Lo scorso luglio il governo di Scott Morrison ha infatti reso noto il suo Piano di Difesa strategica (Defence Strategic Update – DSU): 575 miliardi di dollari australiani, corrispondenti a circa 350 miliardi di euro da spendere nel decennio 2021-2030.
Sommergibili, fregate, elicotteri, cacciabombardieri (tra cui 72 F-35A), sistemi missilistici, droni, satelliti e mezzi blindati costituiranno il grosso della spesa che sarà principalmente rivolta alle acquisizioni.
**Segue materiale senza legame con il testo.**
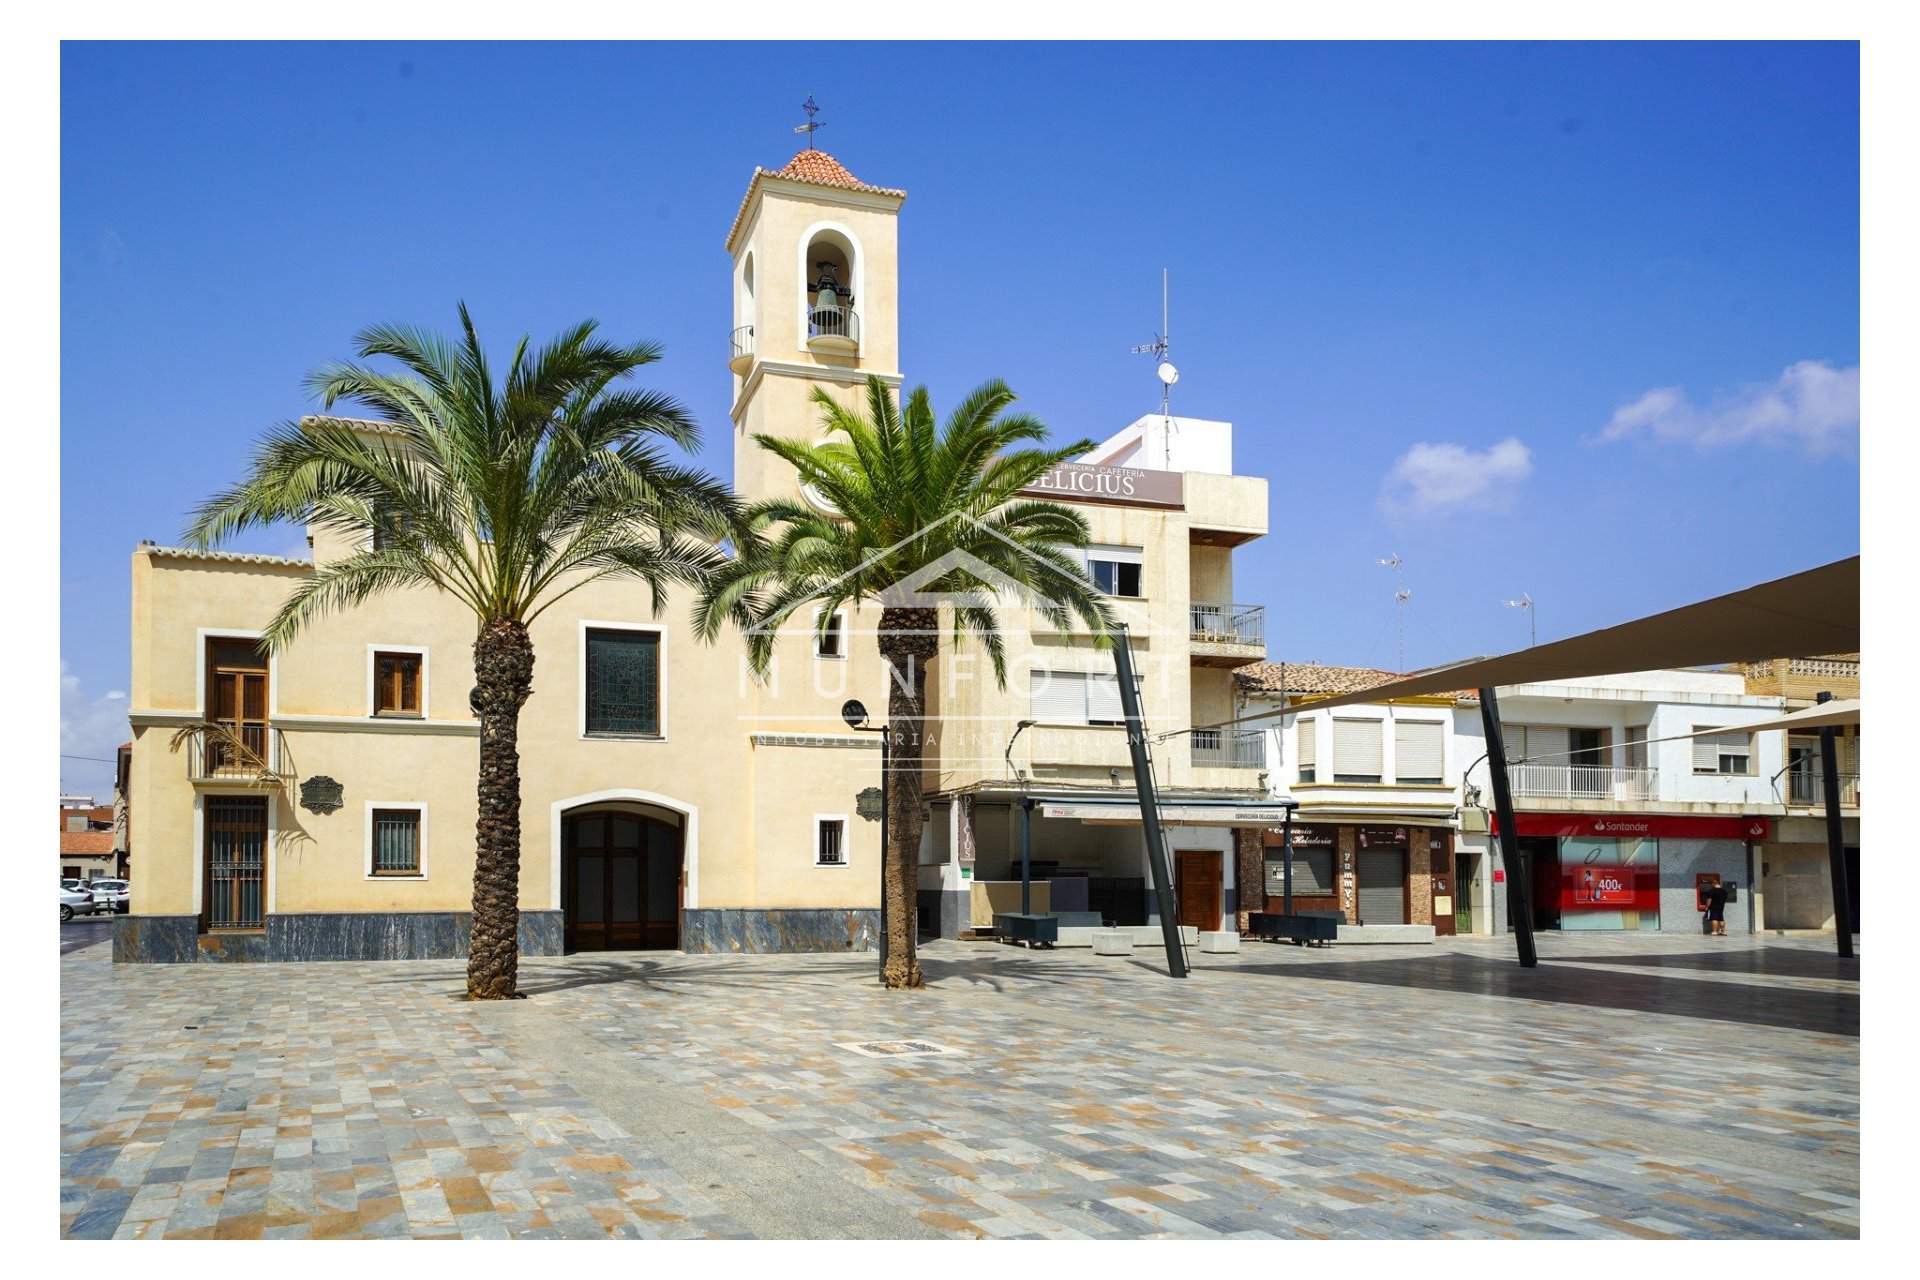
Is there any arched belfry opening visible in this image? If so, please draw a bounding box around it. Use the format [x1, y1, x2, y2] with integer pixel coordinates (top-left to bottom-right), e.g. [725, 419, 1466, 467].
[731, 252, 757, 374]
[803, 228, 859, 354]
Uno sforzo bellico decisamente importante per un Paese con una popolazione di 25 milioni di abitanti, un’economia in recessione per la prima volta dal 1991 ma soprattutto considerato che questo Paese è legato a filo doppio proprio con l’economia cinese dove esporta ferro e altri minerali e da cui attrae milioni di turisti ogni anno.
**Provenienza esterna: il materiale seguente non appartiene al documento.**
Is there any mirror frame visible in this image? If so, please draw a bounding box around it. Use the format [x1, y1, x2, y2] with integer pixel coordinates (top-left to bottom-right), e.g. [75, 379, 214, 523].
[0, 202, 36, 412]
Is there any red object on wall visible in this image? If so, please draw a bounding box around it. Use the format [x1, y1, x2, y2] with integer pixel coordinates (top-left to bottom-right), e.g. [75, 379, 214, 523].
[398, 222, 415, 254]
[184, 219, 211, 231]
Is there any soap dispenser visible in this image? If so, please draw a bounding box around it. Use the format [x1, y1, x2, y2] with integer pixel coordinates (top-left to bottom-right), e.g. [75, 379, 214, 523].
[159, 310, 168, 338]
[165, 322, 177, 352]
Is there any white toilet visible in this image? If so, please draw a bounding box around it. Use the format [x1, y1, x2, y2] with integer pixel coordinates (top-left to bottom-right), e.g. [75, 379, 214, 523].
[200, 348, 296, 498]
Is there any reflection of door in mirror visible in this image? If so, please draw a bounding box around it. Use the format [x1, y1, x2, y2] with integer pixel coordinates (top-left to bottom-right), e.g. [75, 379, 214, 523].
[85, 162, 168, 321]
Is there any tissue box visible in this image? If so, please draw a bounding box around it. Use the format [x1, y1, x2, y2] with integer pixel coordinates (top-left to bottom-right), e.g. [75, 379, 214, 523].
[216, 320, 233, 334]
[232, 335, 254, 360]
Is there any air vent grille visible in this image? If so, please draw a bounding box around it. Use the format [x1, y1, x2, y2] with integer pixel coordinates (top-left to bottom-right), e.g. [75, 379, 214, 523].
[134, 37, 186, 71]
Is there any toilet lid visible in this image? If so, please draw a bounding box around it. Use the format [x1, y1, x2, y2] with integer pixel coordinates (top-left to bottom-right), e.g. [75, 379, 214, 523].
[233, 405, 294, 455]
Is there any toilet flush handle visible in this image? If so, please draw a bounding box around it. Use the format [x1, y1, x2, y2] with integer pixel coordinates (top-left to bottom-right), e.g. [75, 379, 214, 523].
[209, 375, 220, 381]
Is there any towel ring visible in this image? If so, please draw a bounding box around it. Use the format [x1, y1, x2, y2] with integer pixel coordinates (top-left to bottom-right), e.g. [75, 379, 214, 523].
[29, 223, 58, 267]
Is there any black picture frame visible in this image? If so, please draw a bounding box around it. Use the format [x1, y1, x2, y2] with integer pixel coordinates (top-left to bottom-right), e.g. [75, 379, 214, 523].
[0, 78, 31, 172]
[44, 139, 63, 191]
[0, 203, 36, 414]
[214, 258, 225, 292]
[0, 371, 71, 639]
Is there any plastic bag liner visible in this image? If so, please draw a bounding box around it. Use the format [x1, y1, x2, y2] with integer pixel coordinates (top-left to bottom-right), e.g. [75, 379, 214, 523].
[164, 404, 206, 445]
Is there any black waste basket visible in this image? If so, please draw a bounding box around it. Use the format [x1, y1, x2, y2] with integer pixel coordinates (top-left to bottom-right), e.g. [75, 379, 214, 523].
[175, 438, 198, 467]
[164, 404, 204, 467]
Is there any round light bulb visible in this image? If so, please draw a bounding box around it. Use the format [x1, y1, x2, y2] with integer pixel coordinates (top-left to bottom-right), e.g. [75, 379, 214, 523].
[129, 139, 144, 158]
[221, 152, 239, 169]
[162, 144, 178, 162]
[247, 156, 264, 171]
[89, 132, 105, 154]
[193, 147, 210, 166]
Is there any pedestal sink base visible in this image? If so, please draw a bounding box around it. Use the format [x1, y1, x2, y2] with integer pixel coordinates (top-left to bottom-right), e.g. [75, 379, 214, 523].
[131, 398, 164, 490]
Ma tant’è. Morrison punta su questo piano di riarmo per la “creazione di una competitiva, innovativa e solida base industriale nazionale” chiedendo ai fornitori stranieri garanzie circa il coinvolgimento di aziende locali nella filiera. Il governo australiano conta così di portare il numero di aziende che si occupano di procurement militare dalle 4000 attuali alle 15.000.
Con un aumento del 38% della spesa rispetto al precedente documento di programmazione anche l’Australia si inserisce a pieno titolo nel trend globale della corsa agli armamenti con la particolare ambizione di trasformare il poco manifatturiero che esprime in una nuova economia di guerra. La madre patria ringrazia (vista la titolarità di molte commesse) e rilancia col recente pomposo annuncio di Boris Johnson di un aumento delle spese militari che non si vedeva dalla (prima) guerra fredda. God save the war.